Diabetic nephropathy

While there are many different complications of diabetes, one of the more serious problems can occur when the kidneys cannot properly function due to the disease. This complication is known as diabetic nephropathy, and it is a chronic disease that is most commonly found in people who have had diabetes for at least ten to fifteen years. It is so serious that patients who have been diagnosed with the disease can die within two years of the first appearance of lesions on the kidneys, and it is one of the most common causes for resulting kidney failure and chronic kidney disease in the United States.

In the early stages of diabetic nephropathy there are actually no symptoms. This is because the kidney functions just begin to gradually decrease over time until eventually their ability to process urine is restricted. Therefore, when glucose in the urine goes unchecked, it can create problems that develop in the kidneys, but these are often not seen at all until much later in the disease’s progression. Some of the first warning signs that a person might experience if they are suffering from diabetic nephropathy include generalized fatigue, frothy urine, headaches, nausea, a lowered appetite, swelling from the retention of water in the body, frequent hiccups, and a feeling of being itchy constantly.

Once it has been established that a patient is suffering from diabetic nephropathy, then the next step is to make sure that the kidney disease does not progress any further. Because high blood pressure can cause even further complications, it is important to make sure that this is something that is reigned in. If you are able to control your blood pressure, then you will likely be able to slow the progression of the disease. In fact, stabilizing your blood pressure is one of the most effective ways to make sure that you are doing something to help lessen the damage that is inflicted on the kidneys from the diabetic nephropathy.
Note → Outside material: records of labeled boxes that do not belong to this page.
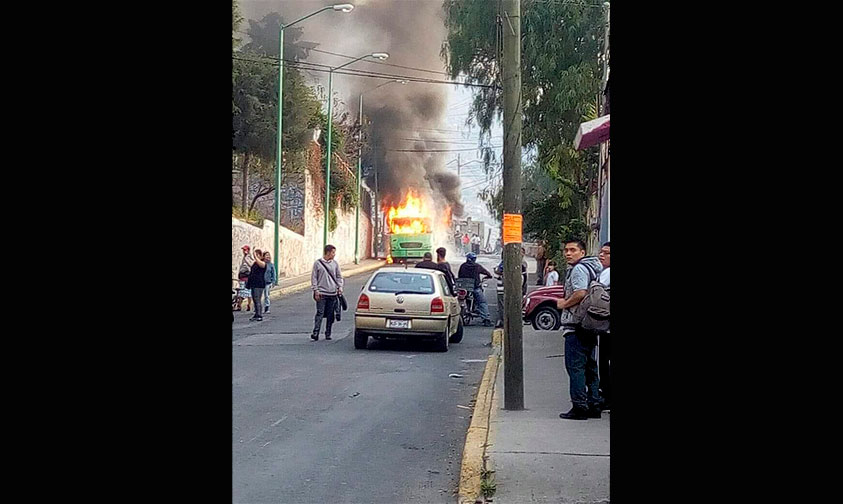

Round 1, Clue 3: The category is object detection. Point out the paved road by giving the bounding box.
[232,258,496,503]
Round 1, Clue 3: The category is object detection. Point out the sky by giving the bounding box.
[240,0,503,240]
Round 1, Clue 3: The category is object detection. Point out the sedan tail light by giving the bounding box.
[430,298,445,313]
[357,294,369,310]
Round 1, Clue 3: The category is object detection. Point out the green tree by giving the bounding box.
[244,12,307,61]
[231,0,243,49]
[442,0,605,248]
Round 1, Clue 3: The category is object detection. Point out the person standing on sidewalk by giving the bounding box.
[544,261,559,287]
[597,242,612,411]
[263,252,278,313]
[536,241,547,285]
[556,240,603,420]
[310,245,344,341]
[246,249,266,321]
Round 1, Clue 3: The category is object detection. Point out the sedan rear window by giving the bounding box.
[369,272,433,294]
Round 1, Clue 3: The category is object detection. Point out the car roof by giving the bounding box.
[372,266,442,276]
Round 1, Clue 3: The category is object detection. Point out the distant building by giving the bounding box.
[451,217,486,241]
After this is done, then your doctor will likely talk to you about controlling your blood sugar so that you can also work to lessen the amount of damage that is being caused to your kidneys. On top of this you might also want to talk to your doctor about controlling your lipid levels and getting on medications that can work to help reduce the amount of protein that goes through the kidneys. This is because protein can be hard on the kidneys, so making sure that you are doing something to lessen the impact of protein in your urine is an important step to controlling diabetic nephropathy. This can usually be accomplished through a combination of angiotensin receptor blockers and angiotensin-converting enzyme inhibitors.

After a period of time the diabetic nephropathy will continue to wreck havoc on the kidneys, and eventually when the patient goes into the end-stage of renal disease it is likely that they are going to have to be put on dialysis in order to keep their kidneys functioning. Once this stage of renal failure develops it is likely that the patient is going to have to also consider getting a kidney transplant. If the diabetic nephropathy has resulted in someone with type 1 diabetes, then it is possible that their doctors will look into doing a combination transplant of both the kidneys and the pancreas.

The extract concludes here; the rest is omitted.